University of California, San Diego
Preferential attachment is a powerful mechanism explaining the emergence of scaling in growing networks. If new connections are established preferentially to more popular nodes in a network, then the network is scale-free. Here we show that not only popularity but also similarity is a strong force shaping the network structure and dynamics. We develop a framework where new connections, instead of preferring popular nodes, optimize certain trade-offs between popularity and similarity. The framework admits a geometric interpretation, in which preferential attachment emerges from local optimization processes. As opposed to preferential attachment, the optimization framework accurately describes large-scale Internet evolution, predicting new links in the Internet with a remarkable precision.
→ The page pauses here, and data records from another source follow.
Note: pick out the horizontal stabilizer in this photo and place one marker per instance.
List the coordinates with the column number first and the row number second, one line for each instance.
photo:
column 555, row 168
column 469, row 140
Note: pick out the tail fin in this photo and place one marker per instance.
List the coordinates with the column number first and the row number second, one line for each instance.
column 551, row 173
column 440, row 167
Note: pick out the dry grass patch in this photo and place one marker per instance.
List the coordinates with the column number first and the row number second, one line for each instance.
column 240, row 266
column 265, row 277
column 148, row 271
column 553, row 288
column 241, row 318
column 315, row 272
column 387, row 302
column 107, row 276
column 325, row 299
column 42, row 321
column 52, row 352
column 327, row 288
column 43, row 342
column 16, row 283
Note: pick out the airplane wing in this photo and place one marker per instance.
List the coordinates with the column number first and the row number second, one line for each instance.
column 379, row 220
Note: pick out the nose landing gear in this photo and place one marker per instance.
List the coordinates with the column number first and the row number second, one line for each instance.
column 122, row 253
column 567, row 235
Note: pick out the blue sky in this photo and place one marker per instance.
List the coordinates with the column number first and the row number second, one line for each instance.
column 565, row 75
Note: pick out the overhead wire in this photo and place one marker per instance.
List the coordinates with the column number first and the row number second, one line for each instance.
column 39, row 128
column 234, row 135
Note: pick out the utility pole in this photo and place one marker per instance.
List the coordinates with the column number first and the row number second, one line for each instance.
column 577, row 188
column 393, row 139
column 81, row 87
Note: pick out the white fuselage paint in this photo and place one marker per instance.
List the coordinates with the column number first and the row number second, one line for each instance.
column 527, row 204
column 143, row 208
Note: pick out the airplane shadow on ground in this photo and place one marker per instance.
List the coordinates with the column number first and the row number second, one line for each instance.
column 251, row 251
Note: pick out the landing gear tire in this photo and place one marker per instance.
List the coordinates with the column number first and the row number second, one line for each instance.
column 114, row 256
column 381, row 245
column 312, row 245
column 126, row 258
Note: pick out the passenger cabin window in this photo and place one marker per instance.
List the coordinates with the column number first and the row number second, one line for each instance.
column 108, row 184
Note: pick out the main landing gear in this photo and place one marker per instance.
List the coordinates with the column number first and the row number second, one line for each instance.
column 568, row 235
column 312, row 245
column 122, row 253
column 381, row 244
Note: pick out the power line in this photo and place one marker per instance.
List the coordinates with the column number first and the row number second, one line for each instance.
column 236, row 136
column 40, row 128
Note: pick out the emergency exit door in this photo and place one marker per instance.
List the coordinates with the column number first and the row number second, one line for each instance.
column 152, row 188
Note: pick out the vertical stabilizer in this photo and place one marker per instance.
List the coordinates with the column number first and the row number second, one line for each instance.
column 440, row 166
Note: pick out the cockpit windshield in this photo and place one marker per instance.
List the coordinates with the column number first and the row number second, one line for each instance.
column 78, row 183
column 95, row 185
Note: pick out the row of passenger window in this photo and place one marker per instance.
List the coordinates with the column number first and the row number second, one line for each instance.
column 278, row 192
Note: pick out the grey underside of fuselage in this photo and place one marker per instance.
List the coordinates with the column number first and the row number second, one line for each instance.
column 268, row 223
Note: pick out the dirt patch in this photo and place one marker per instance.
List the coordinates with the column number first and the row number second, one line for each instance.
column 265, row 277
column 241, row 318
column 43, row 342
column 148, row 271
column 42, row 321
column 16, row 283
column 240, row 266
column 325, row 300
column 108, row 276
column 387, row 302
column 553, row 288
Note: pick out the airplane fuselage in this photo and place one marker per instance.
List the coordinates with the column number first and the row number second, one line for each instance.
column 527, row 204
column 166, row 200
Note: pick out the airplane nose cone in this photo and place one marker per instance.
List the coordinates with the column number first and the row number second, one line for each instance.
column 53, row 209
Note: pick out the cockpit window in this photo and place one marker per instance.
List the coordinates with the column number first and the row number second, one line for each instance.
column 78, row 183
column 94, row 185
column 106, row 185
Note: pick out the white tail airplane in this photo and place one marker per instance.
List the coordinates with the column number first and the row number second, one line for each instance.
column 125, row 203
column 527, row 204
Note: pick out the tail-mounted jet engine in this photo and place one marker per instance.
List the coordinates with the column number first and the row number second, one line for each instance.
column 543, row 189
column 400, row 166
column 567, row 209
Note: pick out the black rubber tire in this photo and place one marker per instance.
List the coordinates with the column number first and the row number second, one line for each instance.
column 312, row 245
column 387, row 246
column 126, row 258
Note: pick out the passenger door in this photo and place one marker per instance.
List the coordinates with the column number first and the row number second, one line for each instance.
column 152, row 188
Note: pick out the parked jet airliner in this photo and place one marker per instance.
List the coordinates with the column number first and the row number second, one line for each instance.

The developed framework can thus be used for predicting new links in evolving networks, and provides a different perspective on preferential attachment as an emergent phenomenon.
Dmitri Krioukov graduated from St. Petersburg State University with Diploma in Physics in 1993. In 1998 he received his Ph.D. in Physics from Old Dominion University, and joined the networking industry at Dimension Enterprises. After their acquisition, he accepted a research scientist position with Nortel Networks. He has been with Cooperative Association for Internet Data Analysis (CAIDA) at the University of California, San Diego (UCSD), as a senior research scientist since 2004. His interests include complex network topology, geometry, and evolution. His recent application of geometric network mapping methods to the Internet resolved the longstanding problem of designing optimal Internet routing, and was featured in the news world-wide.